The gang of fools known as the Scottish Palestine Solidarity Campaign, in unfortunate and baffling cooperation with the Scottish Trades Union Congress, is planning a protest when the HaPoel Tel Aviv soccer club plays Glasgow Celtic on Wednesday December 2.
Hillel Schenker, a leftwing Israeli, last year provided a basic explanation of Israeli professional soccer for the ignorant (willful and otherwise):
Hapoel Tel Aviv was once owned by the Histadrut [trade union confederation], but it’s still considered the ultimate left-wing team in Israel, definitely by its fans. As for Maccabi Tel Aviv, they are associated with the capitalist bourgeoisie, not the Likud…

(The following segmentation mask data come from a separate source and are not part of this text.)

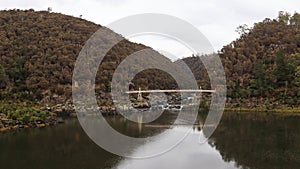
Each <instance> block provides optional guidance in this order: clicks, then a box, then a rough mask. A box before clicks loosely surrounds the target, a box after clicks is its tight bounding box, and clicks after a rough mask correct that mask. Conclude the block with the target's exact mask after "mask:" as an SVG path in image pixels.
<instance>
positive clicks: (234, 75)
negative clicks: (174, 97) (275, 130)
mask: <svg viewBox="0 0 300 169" xmlns="http://www.w3.org/2000/svg"><path fill="white" fill-rule="evenodd" d="M299 18H300V14H298V13H295V14H294V15H290V14H289V13H285V12H279V16H278V18H277V19H273V20H271V19H269V18H266V19H265V20H264V21H263V22H259V23H255V24H254V27H253V28H248V27H247V25H242V26H239V27H238V30H237V32H239V33H240V34H241V35H240V38H238V39H236V40H235V41H233V42H231V43H230V44H228V45H226V46H224V47H223V48H222V49H221V51H219V55H220V57H221V60H222V62H223V65H224V69H225V74H226V80H227V96H228V99H227V102H228V103H227V107H233V108H234V107H236V108H246V109H249V108H250V109H255V108H259V109H264V108H266V109H267V110H270V109H275V108H277V109H288V108H295V107H299V105H300V99H299V98H300V95H299V94H300V92H299V91H300V88H299V87H300V83H299V82H300V81H299V80H300V78H299V77H300V68H299V67H300V27H299V25H300V20H299ZM183 60H184V61H185V62H186V63H187V64H188V65H189V66H190V67H191V70H192V71H193V73H194V74H199V75H200V76H196V78H197V79H198V80H199V83H200V85H201V86H204V87H205V88H207V87H208V86H209V83H208V82H209V80H208V76H207V73H206V72H205V69H204V67H203V65H202V64H201V61H200V60H199V59H198V58H197V57H189V58H185V59H183ZM199 67H200V68H199Z"/></svg>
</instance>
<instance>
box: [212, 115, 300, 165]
mask: <svg viewBox="0 0 300 169" xmlns="http://www.w3.org/2000/svg"><path fill="white" fill-rule="evenodd" d="M299 120H300V118H299V117H286V118H285V117H284V118H283V117H281V118H278V119H277V118H276V117H274V116H272V117H270V116H267V115H259V116H258V115H253V114H252V115H250V114H249V115H225V116H224V117H223V120H222V122H221V124H220V125H219V126H218V128H217V130H216V131H215V133H214V134H213V136H212V137H211V139H210V141H209V142H210V145H212V146H214V147H216V149H217V150H219V151H220V154H221V155H222V158H223V159H224V161H227V162H228V161H236V163H237V165H238V166H242V167H245V168H247V167H249V168H259V169H260V168H261V169H262V168H299V167H300V151H299V149H300V145H299V143H300V134H299V129H300V126H299Z"/></svg>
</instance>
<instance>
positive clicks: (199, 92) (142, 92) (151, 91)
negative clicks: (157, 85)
mask: <svg viewBox="0 0 300 169" xmlns="http://www.w3.org/2000/svg"><path fill="white" fill-rule="evenodd" d="M176 92H187V93H215V92H216V90H193V89H185V90H136V91H128V92H126V93H128V94H131V93H176Z"/></svg>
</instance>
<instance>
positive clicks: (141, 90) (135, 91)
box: [126, 88, 216, 102]
mask: <svg viewBox="0 0 300 169" xmlns="http://www.w3.org/2000/svg"><path fill="white" fill-rule="evenodd" d="M179 92H184V93H215V92H216V90H202V89H201V88H200V89H198V90H195V89H183V90H141V88H139V90H138V91H128V92H126V93H128V94H134V93H135V94H136V93H137V94H138V97H137V101H139V102H143V101H144V99H143V96H142V93H179Z"/></svg>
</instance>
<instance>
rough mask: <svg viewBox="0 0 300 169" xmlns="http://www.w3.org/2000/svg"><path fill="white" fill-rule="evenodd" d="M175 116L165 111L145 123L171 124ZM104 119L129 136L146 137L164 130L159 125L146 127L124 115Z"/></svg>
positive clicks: (172, 122) (111, 126) (153, 134)
mask: <svg viewBox="0 0 300 169" xmlns="http://www.w3.org/2000/svg"><path fill="white" fill-rule="evenodd" d="M176 118H177V116H176V114H171V113H170V112H168V111H165V112H164V113H163V114H162V115H161V116H160V117H159V118H158V119H156V120H154V121H153V122H151V123H148V124H147V123H146V124H147V125H172V124H173V123H174V121H175V119H176ZM106 121H107V122H108V123H109V124H110V125H111V127H113V128H114V129H115V130H117V131H118V132H120V133H122V134H125V135H127V136H130V137H139V138H146V137H151V136H153V135H157V134H160V133H161V132H163V131H164V130H165V128H159V127H155V128H154V127H147V125H146V126H145V124H139V123H136V122H133V121H130V120H127V119H126V118H125V117H122V116H117V117H110V118H106Z"/></svg>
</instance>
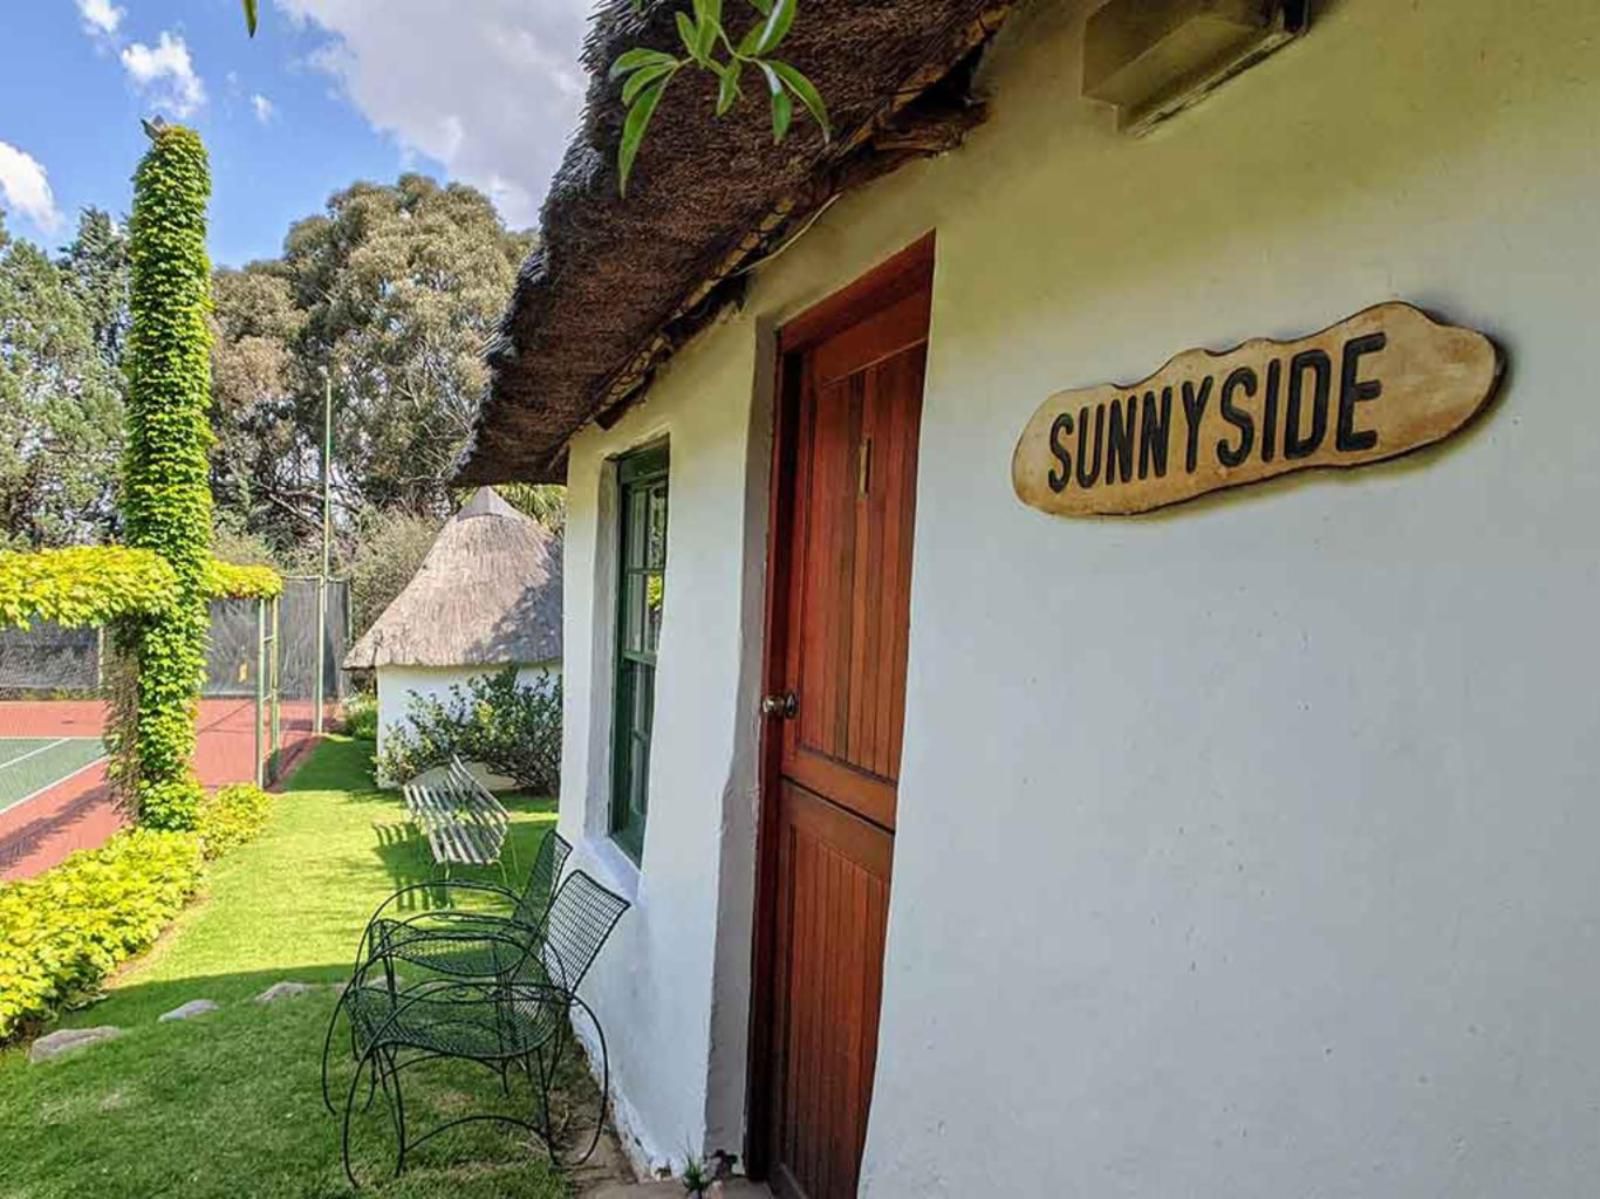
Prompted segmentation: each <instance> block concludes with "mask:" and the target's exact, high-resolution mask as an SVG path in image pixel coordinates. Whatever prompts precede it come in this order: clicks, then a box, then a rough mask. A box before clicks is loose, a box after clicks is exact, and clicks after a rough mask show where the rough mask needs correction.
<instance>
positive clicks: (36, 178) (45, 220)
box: [0, 141, 62, 234]
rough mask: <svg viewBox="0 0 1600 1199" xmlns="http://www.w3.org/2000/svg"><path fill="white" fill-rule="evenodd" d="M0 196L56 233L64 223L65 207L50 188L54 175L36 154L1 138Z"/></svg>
mask: <svg viewBox="0 0 1600 1199" xmlns="http://www.w3.org/2000/svg"><path fill="white" fill-rule="evenodd" d="M0 198H5V202H6V205H8V207H10V208H11V210H13V211H16V213H19V215H22V216H26V218H27V219H29V221H32V223H34V224H37V226H38V227H40V229H42V231H43V232H46V234H53V232H56V231H58V229H61V226H62V219H61V210H58V208H56V197H54V194H53V192H51V190H50V176H48V174H46V171H45V168H43V166H42V165H40V162H38V158H35V157H34V155H32V154H26V152H24V150H19V149H18V147H16V146H11V144H8V142H3V141H0Z"/></svg>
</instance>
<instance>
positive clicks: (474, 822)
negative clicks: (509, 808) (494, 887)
mask: <svg viewBox="0 0 1600 1199" xmlns="http://www.w3.org/2000/svg"><path fill="white" fill-rule="evenodd" d="M405 805H406V810H408V812H410V813H411V820H413V821H414V823H416V826H418V828H419V829H421V831H422V836H424V837H426V839H427V847H429V852H430V853H432V855H434V864H437V866H443V868H445V874H446V876H448V874H450V868H451V866H501V871H502V872H504V864H502V863H501V853H502V852H504V848H506V837H507V832H509V829H510V813H507V812H506V807H504V805H502V804H501V802H499V800H498V799H494V796H493V792H491V791H490V789H488V788H486V786H483V784H482V783H480V781H478V780H477V778H474V775H472V772H470V770H467V767H466V765H464V764H462V762H461V759H459V757H456V756H454V754H451V757H450V767H448V768H446V772H445V778H443V780H440V781H437V783H426V784H424V783H419V781H416V780H413V781H411V783H406V784H405ZM512 855H514V860H515V848H514V850H512Z"/></svg>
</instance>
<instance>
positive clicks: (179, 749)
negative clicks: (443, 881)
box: [118, 125, 216, 829]
mask: <svg viewBox="0 0 1600 1199" xmlns="http://www.w3.org/2000/svg"><path fill="white" fill-rule="evenodd" d="M147 128H149V133H150V139H152V142H154V144H152V146H150V150H149V152H147V154H146V155H144V160H142V162H141V163H139V170H138V173H136V174H134V179H133V216H131V219H130V221H128V258H130V264H131V288H130V312H131V317H133V325H131V330H130V335H128V354H126V371H128V445H126V456H125V461H123V519H125V523H126V530H128V543H130V544H131V546H134V547H136V549H149V551H154V552H157V554H160V555H162V557H163V559H165V560H166V563H168V565H170V567H171V568H173V573H174V576H176V587H174V594H173V602H171V605H170V607H168V608H166V610H163V612H157V613H150V615H146V616H141V618H138V620H130V621H123V623H122V624H118V648H120V650H123V652H125V653H130V655H131V656H133V658H134V663H136V668H138V717H136V728H134V740H133V746H134V751H133V752H134V756H136V764H138V778H136V780H134V786H133V794H134V802H136V804H138V808H139V818H141V821H142V823H146V824H149V826H154V828H174V829H184V828H192V826H194V821H195V807H197V804H198V800H200V784H198V781H197V780H195V776H194V765H192V762H194V748H195V722H194V714H195V704H197V701H198V696H200V684H202V680H203V676H205V645H206V629H208V610H206V602H208V595H210V591H211V584H213V578H214V575H216V571H214V567H213V563H211V554H210V539H211V485H210V463H208V451H210V448H211V440H213V434H211V426H210V421H208V408H210V395H211V336H210V331H208V325H206V315H208V311H210V303H211V264H210V261H208V258H206V250H205V231H206V224H205V215H206V202H208V200H210V197H211V176H210V168H208V163H206V152H205V146H203V144H202V142H200V136H198V134H197V133H194V130H186V128H182V126H176V125H173V126H147Z"/></svg>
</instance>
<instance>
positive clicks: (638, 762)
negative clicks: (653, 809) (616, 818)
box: [627, 736, 650, 829]
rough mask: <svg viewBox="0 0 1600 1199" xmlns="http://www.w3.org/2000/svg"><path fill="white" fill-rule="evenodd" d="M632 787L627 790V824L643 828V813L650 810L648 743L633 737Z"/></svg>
mask: <svg viewBox="0 0 1600 1199" xmlns="http://www.w3.org/2000/svg"><path fill="white" fill-rule="evenodd" d="M632 756H634V760H632V770H630V773H632V786H630V788H629V797H627V807H629V823H630V824H635V826H637V828H638V829H643V828H645V812H646V810H648V808H650V799H648V791H650V788H648V783H650V741H646V740H645V738H642V736H635V738H634V741H632Z"/></svg>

The Likud team is Beitar Jerusalem, the only Israeli soccer team which has never had an Arab or a Moslem player. Today, virtually every other team has at least one, and frequently a few Arab and Druze players. Hapoel Tel Aviv’s captain is an Arab, Walid Badir, and the captain of the under 21 national team is another Hapoel Tel Aviv minority player, Bibrus Natko, who is a Circassian. As you may know, there is also an Arab team in the top league – Bnai Sachnin, Arab-owned with a Jewish coach. There is a wonderful film made about them: ‘We too don’t have any other country.’ About half the players are Arabs from Sachnin and other Galilean towns, and the other half are Jews and internationals. This year they are one of the top four teams in the league.
If it were the disgusting, deliberately Arab-free Beitar (the SPSC’s mirror image) that was playing in Glasgow, I’d be inclined to support a protest. But HaPoel Tel Aviv? A club with a leftwing tradition (HaPoel means “the worker”) and an Arab captain? A club which promotes– through its Mifalot project— mixed childrens’ soccer teams of “Jewish-Israelis, Arab-Israelis, Palestinians, Bedouins, Druze, Christians, Refugees, Ethiopian Immigrants, and Kibbutz children”?
Who is serious about peace and reconciliation between Jews and Arabs in the Middle East and who is interested only in continued conflict and hatred?